Temporary residents can apply to purchase one established dwelling to use as their residence while they live in Australia, which must be sold if the property ceases to be their principle place of residence.
The following application fees apply:
- Property valued $1 million or less – $5,000
- Property valued over $1 million – $10,000
- In addition, $10,000 incremental fee increase per additional $1 million in property value
PROPERTY DEVELOPERS OF RESIDENTIAL REAL ESTATE
- Property developers can apply for new dwelling exemption certificates to sell new dwellings in a development of 50 or more residences to foreign investors.
- However, if a single foreign investor wants to purchase more than $3 million worth of apartments in any one development then they will have to seek individual approval.
- Additionally, developers will be required to market dwellings in Australia as well as overseas.
- Property developers will pay an upfront application fee of $25,000 with a reconciliation of properties sold to foreign persons based on above residential rates
COMMERCIAL REAL ESTATE
The threshold for office, industrial and commercial accommodation requiring prior approval has been increased from $55 million to $252 million (pegged to CPI) or $1,094 million for foreign investors from the United States, New Zealand, Chile, Korea, Japan and soon China.

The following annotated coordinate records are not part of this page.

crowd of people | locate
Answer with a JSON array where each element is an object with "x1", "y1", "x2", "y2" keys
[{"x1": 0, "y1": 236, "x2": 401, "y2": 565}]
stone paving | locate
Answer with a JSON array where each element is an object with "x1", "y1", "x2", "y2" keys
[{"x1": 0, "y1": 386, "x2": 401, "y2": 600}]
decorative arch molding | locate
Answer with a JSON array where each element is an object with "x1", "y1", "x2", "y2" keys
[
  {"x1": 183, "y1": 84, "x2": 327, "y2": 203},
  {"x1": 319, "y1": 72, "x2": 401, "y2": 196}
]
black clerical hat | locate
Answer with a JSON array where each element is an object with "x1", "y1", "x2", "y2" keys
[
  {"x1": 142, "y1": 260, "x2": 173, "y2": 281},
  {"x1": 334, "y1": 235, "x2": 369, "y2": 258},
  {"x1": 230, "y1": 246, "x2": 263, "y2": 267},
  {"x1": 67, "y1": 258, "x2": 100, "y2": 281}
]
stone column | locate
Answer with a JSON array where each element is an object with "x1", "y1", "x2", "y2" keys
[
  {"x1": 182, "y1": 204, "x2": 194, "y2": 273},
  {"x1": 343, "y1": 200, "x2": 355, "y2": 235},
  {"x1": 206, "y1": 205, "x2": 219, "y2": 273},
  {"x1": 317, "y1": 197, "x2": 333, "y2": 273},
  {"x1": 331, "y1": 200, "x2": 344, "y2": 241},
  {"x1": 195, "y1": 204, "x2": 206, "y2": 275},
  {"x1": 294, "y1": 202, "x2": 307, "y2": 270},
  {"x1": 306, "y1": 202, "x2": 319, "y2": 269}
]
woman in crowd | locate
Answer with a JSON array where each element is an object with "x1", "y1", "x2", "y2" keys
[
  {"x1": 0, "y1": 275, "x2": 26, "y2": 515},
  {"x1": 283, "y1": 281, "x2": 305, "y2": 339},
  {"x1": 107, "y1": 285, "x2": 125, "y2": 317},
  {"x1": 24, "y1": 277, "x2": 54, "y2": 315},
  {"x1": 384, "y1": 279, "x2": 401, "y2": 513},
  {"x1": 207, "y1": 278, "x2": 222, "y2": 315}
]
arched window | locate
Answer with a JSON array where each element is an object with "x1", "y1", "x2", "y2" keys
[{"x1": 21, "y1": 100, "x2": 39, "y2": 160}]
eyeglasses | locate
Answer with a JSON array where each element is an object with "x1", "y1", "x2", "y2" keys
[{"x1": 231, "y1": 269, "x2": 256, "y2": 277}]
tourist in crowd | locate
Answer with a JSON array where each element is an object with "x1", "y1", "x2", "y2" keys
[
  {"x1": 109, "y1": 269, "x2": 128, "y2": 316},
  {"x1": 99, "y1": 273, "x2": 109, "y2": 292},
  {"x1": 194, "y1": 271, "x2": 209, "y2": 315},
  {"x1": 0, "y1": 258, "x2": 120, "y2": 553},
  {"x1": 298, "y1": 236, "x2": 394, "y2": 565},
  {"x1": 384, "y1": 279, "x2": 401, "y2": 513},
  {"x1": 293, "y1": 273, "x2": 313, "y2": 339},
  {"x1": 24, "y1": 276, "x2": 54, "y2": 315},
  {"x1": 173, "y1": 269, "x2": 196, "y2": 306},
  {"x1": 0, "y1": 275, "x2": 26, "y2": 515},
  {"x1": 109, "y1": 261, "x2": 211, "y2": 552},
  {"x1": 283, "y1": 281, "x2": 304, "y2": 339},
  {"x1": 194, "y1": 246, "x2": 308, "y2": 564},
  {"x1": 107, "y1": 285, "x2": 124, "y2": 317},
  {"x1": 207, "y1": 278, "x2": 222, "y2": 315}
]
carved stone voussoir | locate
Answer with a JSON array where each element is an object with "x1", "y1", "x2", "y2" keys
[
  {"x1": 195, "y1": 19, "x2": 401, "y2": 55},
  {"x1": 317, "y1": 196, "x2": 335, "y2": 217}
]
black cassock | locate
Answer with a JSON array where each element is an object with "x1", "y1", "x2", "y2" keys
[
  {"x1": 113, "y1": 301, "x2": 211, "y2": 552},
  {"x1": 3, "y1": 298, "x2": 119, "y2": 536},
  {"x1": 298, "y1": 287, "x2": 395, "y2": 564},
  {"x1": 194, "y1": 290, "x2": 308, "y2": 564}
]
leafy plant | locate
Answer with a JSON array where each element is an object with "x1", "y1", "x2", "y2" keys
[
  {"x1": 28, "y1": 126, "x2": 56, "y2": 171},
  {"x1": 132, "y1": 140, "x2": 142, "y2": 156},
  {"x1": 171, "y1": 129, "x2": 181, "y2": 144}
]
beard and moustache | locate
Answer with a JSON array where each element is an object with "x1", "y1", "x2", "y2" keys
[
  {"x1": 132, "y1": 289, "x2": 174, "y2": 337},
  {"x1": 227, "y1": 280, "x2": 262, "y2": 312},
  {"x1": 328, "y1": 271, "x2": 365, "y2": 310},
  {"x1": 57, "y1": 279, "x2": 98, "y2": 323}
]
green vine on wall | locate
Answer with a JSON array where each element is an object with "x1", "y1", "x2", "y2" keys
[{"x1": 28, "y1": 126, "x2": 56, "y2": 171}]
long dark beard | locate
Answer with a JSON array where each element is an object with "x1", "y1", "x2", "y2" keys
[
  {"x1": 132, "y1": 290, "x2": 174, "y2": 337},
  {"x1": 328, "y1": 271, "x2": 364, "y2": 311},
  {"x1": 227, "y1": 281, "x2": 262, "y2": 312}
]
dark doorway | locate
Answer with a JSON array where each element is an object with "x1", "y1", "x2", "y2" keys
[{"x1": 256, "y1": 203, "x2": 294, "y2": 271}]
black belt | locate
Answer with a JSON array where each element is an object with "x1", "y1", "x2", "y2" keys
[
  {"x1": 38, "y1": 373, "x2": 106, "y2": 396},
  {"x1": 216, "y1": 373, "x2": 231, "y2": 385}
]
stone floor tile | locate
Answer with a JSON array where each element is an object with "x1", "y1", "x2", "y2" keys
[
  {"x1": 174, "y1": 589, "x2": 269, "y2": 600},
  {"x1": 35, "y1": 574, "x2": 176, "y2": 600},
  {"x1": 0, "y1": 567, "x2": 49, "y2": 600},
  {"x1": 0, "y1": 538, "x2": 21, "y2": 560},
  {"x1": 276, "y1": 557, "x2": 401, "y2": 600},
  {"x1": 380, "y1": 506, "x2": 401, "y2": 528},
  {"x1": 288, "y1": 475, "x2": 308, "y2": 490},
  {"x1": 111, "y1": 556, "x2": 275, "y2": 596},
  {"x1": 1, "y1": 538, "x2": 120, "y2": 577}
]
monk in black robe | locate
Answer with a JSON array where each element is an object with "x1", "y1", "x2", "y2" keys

The following application fees apply:
- Vacant commercial land -$10,000
- Commercial real estate – $25,000
- A new agricultural land foreign ownership register has been established, and the screening threshold for proposed foreign purchases of agricultural land by private investors was lowered from 252 million to $15 million.
- Additionally, direct investments in agribusiness over $55 million will generally be screened by the Foreign Investment Review Board. The threshold may vary depending on where the non-government investors are from.
From 1 December 2015, the ATO will:
- Process applications received from foreign persons proposing to invest in Australian residential land. Applications for purchases of non-residential land will continue to be processed by the Treasury;
- Be responsible for the Agricultural Land Register; and
- Collect all fees in relation to all foreign investment applications.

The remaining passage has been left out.